Provação

Na sala de espera, o som ambiente da TV sintonizada em um programa de culinária se misturava a gemidos, expectorações, espirros, choro de crianças, arrastar de chinelas, mexericos venais e o sinal sonoro que apitava sempre que os números das senhas mudavam no painel de led.
Impressa num papel colado na parede de azulejos brancos, a efigie de uma enfermeira com o dedo indicador ereto sobre os lábios encimava a palavra "silêncio", que confrontada ao burburinho e à cacofonia do lugar, deixava dúvidas se estava advertindo os presentes ou zombando da situação.
Alheio ao furdunço e esperançoso de que fosse chamado à consulta em menos tempo do que a hora e meia que havia se passado desde sua chegada, o dono da senha número dezenove perdia gradativamente ao pouco de serenidade que o fatalismo da demora o havia investido, fazendo-o suar em bicas, seguindo de tremores em suas mãos frias.
Uma criança de uns três anos insistia em lhe puxar os cadarços e nem mesmo o olhar de desaprovação lançado ao capeta em forma de guri conseguia fazer sua genitora parar de rir da situação, da criança ou sei lá, da cara do incomodado, vai saber?
Decidiu ignorar ambos, enquanto um zumbido insuportável lhe fustigava o ouvido de dentro para fora, consequência corriqueira das vezes em que ficava nervoso.
A criança agora se apoiava sob uma das pernas do coitado, fitando-o fixamente, com um sorriso puro e inocente, mas que àquele atormentado passageiro da agonia parecia um odioso escárnio, especialmente pela baba da criatura que encharcava sua calça na altura do joelho.
A mãe da criança babona já não ria mais. Gargalhava, e agora ele tinha certeza que era da sua cara.
Os números se sucediam no painel, e os avisos sonoros decorrentes soavam como uma sirene de polícia na cabeça do outrora sereno indivíduo, fazendo com que começasse a ficar tonto, ao mesmo tempo em que sua face adquiria uma palidez quase cadvérica.

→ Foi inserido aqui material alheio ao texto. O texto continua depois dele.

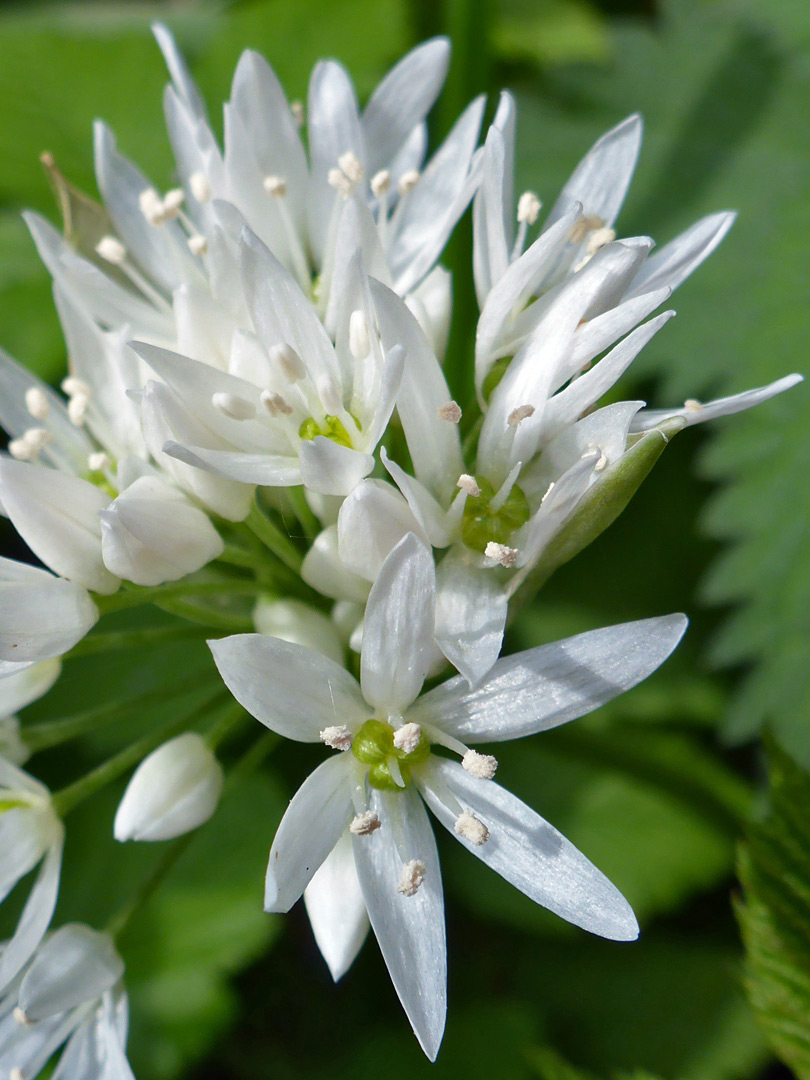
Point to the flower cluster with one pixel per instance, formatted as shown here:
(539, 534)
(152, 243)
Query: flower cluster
(262, 345)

Viu que a criança estava agora montada em sua perna, balouçando-se como um caubói texano, enquanto a mãe, em êxtase, batia palmas e arreganhava a bocarra desdentada, cantando "upa, upa, cavalinho!"
Tamanho frenesi foi demais para o buchinho da criança, que resolveu esvaziar seu conteúdo no colo de seu "cavalo", na forma e odor de bílis, leite azedo e farinha de milho.

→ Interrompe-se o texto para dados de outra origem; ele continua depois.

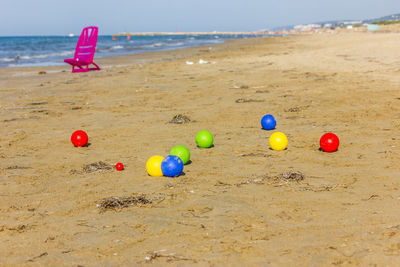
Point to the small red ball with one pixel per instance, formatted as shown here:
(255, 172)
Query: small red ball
(119, 166)
(79, 138)
(329, 142)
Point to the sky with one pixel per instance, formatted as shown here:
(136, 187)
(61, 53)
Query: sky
(52, 17)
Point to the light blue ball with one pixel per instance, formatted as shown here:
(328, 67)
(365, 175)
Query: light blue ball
(268, 122)
(172, 166)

A mãe já não se contentava em gargalhar. Estava agora em pé, guinchando como um rato moribundo, apontando para a dupla encharcada de vômito, quando de repente, virou os olhos, silenciou-se e prostrou-se ao chão, qual uma jaca que cai da árvore.

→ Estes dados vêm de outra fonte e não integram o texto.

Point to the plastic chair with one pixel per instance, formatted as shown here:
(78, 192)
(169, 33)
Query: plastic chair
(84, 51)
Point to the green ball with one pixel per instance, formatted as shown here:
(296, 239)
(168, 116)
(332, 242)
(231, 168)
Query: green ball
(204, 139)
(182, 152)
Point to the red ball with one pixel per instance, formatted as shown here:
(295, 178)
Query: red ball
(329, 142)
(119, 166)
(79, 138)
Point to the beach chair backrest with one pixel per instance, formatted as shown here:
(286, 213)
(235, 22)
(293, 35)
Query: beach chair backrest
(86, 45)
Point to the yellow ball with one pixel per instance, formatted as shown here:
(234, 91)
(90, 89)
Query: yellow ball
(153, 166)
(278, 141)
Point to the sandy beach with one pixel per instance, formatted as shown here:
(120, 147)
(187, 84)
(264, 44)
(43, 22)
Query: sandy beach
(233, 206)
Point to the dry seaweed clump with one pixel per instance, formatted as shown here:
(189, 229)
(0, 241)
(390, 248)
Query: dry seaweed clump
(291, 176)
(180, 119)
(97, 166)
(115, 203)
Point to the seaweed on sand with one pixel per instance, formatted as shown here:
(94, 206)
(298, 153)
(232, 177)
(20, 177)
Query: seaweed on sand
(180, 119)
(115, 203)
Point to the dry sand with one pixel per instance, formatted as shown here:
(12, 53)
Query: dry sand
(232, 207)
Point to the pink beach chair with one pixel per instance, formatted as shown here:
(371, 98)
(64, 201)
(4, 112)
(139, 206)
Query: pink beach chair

Enquanto o homem-cavalo tirava o bebê-caubói do colo e o colocava sentado na cadeira ao lado, vários funcionários trajando branco colocavam o corpo inerte da mulher em uma prancha e depois, em uma maca com rodas, tomando o rumo do interior do nosocômio.
A maca seguia pelo corredor e enquanto sumia de vez da vista do homem, sua passageira ainda mantinha o olhar nele, com uma espessa espuma escorrendo pelo canto da boca, mas ainda com um sorriso zombeteiro congelado à face, como se levasse para o além a histriônica alegria que sentira antes de seu coração parar de bater.
O homem se levantou no momento em que o número dezenove piscou no painel, ignorou a criança que agora chorava e tomou o rumo de casa, sujo, humilhado, nervoso, mas grato à providência divina por ter levado a mulher, em vez de si.